Previous string players to win the prize include Mstislav Rostropovich in 1995 alongside Elton John, Isaac Stern in 2000 alongside Bob Dylan, the Kronos Quartet in 2011 alongside Patti Smith and, most recently, Yo-Yo Ma in 20122 along with Paul Simon.

‘Anne-Sophie Mutter is a musical phenomenon,’ said the award citation.

‘For more than 40 years the German violinist has thrilled audiences around the world with her virtuosity and astonishing clarity. The four-time Grammy Award winner is equally committed to the performance of traditional and modern composers, to date she has played the world premieres of 26 works, and has had many pieces composed for her.

‘As well as a packed international concert calendar, Anne-Sophie Mutter dedicates herself to numerous benefit projects and through her two charitable institutions supports future generations of musicians.’

The Playing For Change Foundation, founded in 2007, provides music education through 15 projects internationally, mainl in developing countries, reaching 2,000 young people a week.

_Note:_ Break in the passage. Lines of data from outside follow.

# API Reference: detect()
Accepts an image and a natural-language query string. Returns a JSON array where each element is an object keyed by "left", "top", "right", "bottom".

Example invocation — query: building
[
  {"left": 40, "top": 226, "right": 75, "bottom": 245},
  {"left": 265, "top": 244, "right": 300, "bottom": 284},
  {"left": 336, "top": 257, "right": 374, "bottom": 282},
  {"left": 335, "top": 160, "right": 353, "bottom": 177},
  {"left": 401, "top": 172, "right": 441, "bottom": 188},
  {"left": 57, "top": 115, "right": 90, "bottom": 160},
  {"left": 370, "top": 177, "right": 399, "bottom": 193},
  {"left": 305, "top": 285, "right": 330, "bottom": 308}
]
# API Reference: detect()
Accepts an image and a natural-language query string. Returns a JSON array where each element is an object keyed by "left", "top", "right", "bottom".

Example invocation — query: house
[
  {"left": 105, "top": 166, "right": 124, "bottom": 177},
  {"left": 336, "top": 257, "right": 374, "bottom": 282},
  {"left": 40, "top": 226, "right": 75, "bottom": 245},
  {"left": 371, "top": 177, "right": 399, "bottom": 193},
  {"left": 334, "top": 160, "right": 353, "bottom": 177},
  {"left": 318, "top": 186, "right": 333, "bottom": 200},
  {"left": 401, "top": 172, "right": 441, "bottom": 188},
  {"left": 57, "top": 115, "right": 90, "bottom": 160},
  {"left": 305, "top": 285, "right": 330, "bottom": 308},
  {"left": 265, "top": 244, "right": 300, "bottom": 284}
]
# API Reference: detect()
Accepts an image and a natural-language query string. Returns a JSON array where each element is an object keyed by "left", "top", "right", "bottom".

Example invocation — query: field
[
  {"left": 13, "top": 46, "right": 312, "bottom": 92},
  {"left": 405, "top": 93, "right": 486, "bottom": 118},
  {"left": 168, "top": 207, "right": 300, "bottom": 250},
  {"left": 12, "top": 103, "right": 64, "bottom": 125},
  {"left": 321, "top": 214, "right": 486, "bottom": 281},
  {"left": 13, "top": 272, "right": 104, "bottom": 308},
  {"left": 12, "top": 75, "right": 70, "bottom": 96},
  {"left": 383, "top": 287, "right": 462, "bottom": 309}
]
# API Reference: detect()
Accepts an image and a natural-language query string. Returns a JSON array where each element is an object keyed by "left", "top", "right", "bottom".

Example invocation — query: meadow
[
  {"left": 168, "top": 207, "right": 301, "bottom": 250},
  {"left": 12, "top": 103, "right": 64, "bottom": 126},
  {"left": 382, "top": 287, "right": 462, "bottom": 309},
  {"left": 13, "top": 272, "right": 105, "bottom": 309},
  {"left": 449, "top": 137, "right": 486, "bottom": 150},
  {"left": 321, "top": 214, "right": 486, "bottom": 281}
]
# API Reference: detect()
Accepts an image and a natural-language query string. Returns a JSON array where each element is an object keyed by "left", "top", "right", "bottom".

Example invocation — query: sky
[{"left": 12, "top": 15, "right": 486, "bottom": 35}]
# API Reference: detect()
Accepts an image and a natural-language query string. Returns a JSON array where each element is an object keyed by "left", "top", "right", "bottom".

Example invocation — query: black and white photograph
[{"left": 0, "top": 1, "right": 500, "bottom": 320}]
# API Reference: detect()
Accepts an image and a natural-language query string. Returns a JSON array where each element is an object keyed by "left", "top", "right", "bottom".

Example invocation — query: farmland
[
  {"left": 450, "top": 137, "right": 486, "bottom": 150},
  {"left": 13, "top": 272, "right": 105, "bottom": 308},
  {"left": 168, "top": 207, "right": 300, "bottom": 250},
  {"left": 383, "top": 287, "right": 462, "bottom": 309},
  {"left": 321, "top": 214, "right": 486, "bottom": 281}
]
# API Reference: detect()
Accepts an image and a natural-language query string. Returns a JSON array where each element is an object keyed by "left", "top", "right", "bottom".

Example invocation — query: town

Marie Ledin, managing director of the Polar Music Prize, said: ‘We are delighted to honour three Laureates this year, only the second time we’ve done so in our 28 year history. In Grandmaster Flash, Anne-Sophie Mutter and Playing For Change, we have three spectacular Laureates; we are all looking forward to welcoming them to Stockholm and paying tribute to their work and talent at the award ceremony on 11 June.’